Previous analyses of single-cell transcriptomes have shown that cells can often be distinguished with relatively light sequencing per cell on the basis of a small set of highly specific genes (33). This raised the possibility that despite being able to detect many distinct cell types in the worm, our molecular definition for each would be incomplete. However, we observed that half of all C. elegans protein-coding genes were expressed in at least 80 cells in the full dataset, and 64% of protein-coding genes were expressed in at least 20 cells. As many genes are expressed specifically in embryos or adults, our gene expression measurements likely include most of the protein-coding genes that are truly expressed in L2 C. elegans. The “whole-worm” expression profile derived by aggregating all sci-RNA-Seq reads correlated well with published whole-organism bulk RNA-seq (34) for L2 C. elegans (Fig. 4d, Spearman ρ = 0.795).

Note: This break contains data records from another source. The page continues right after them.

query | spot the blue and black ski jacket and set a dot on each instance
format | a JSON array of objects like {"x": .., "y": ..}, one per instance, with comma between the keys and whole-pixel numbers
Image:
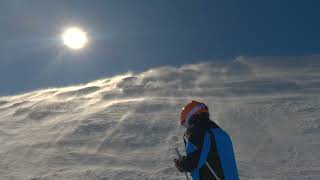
[{"x": 208, "y": 147}]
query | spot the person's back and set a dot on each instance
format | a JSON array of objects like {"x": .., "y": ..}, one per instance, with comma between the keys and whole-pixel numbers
[{"x": 209, "y": 149}]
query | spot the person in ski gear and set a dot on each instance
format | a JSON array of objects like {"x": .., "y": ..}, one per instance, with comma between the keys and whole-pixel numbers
[{"x": 209, "y": 151}]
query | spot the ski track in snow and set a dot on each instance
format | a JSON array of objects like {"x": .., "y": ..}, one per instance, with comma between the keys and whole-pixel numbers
[{"x": 125, "y": 127}]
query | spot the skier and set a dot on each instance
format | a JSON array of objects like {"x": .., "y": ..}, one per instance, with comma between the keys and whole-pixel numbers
[{"x": 209, "y": 149}]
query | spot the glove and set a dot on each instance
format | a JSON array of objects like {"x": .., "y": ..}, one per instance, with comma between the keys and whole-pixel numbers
[{"x": 178, "y": 165}]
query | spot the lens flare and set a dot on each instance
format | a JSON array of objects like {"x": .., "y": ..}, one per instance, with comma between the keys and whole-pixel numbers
[{"x": 74, "y": 38}]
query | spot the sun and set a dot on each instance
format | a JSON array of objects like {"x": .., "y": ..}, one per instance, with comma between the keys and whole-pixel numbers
[{"x": 74, "y": 38}]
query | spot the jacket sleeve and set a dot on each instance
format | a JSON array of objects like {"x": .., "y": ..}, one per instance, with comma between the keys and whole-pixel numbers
[{"x": 194, "y": 141}]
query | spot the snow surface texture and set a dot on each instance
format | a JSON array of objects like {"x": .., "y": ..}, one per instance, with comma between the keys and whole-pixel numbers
[{"x": 126, "y": 127}]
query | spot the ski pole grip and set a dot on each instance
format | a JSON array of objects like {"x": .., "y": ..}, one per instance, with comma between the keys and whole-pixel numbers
[
  {"x": 179, "y": 155},
  {"x": 177, "y": 152}
]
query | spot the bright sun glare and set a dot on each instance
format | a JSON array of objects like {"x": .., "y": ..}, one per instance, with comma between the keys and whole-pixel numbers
[{"x": 74, "y": 38}]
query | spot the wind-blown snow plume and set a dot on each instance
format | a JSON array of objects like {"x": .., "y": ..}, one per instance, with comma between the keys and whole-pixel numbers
[{"x": 125, "y": 127}]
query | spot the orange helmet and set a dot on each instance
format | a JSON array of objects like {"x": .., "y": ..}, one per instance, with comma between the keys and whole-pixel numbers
[{"x": 191, "y": 109}]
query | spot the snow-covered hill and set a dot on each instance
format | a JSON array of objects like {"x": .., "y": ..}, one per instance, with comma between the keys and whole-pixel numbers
[{"x": 125, "y": 127}]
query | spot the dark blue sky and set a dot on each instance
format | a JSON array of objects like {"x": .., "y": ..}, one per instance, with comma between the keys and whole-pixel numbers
[{"x": 141, "y": 34}]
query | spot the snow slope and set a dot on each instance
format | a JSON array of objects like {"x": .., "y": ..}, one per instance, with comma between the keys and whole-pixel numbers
[{"x": 125, "y": 127}]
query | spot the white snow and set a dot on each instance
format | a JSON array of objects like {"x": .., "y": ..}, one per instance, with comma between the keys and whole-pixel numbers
[{"x": 126, "y": 127}]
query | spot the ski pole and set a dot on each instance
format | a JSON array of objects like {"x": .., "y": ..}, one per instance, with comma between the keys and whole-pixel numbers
[{"x": 179, "y": 155}]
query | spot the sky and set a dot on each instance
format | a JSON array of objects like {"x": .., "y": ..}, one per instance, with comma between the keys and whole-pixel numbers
[{"x": 139, "y": 35}]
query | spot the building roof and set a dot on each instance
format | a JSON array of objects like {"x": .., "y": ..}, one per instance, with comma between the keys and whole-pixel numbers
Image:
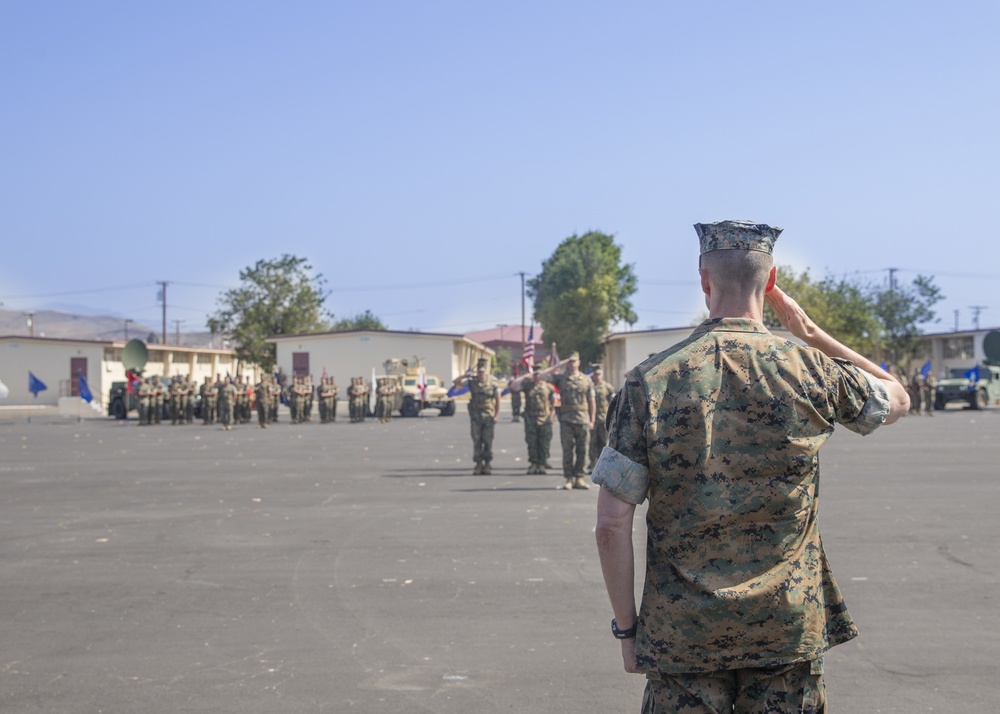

Furthermore, consensus expression profiles for each cell type segregated as expected in a hierarchical clustering analysis (Fig. 4e). Thus, despite the fact that sci-RNA-Seq captures a minority of transcripts in each cell, our ‘oversampling’ of the cellular composition of the organism (i.e. 37,734 somatic cells, effectively 50x coverage of the L2 worm’s 762 somatic cells), enables us to construct faithful expression profiles for individual cell types.
Discussion
We describe a new method for single cell RNA-seq based on the principle of combinatorial indexing of cells or nuclei. At the scale described here (e.g. 576 x 960 indexing), sci-RNA-seq can be applied to profile the transcriptomes of tens-of-thousands of single cells per experiment. Library preparation can be completed by a single individual in two days. The cost of library preparation, currently $0.03-$0.20 per cell, is dominated by enzymes. The method relies on off-the-shelf reagents and widely available instrumentation (e.g. FACS, sequencer).
sci-RNA-seq has several practical advantages over contemporary alternatives:
First, it is compatible (and indeed relies on) cell fixation, which can minimize perturbations to cell state or RNA integrity before or during processing.
Second, sci-RNA-seq facilitates the concurrent processing of multiple samples (e.g. corresponding to different cell populations, tissues, individuals, time-points, perturbations, replicates, etc.) within a single experiment, simply by using different subsets of wells for each sample during the first round of indexing. This may have the benefit of reducing batch effects, relative to platforms requiring the serial processing of samples, an area of paramount concern for the single cell RNA-seq field (35). Furthermore, given that the second barcode is introduced after flow sorting, it is also possible to associate wells on the PCR plate with FACS-defined subpopulations (e.g. corresponding to cell size, cell cycle, immunostaining, etc.), as we did while sorting mixed HEK293T and C. elegans cells.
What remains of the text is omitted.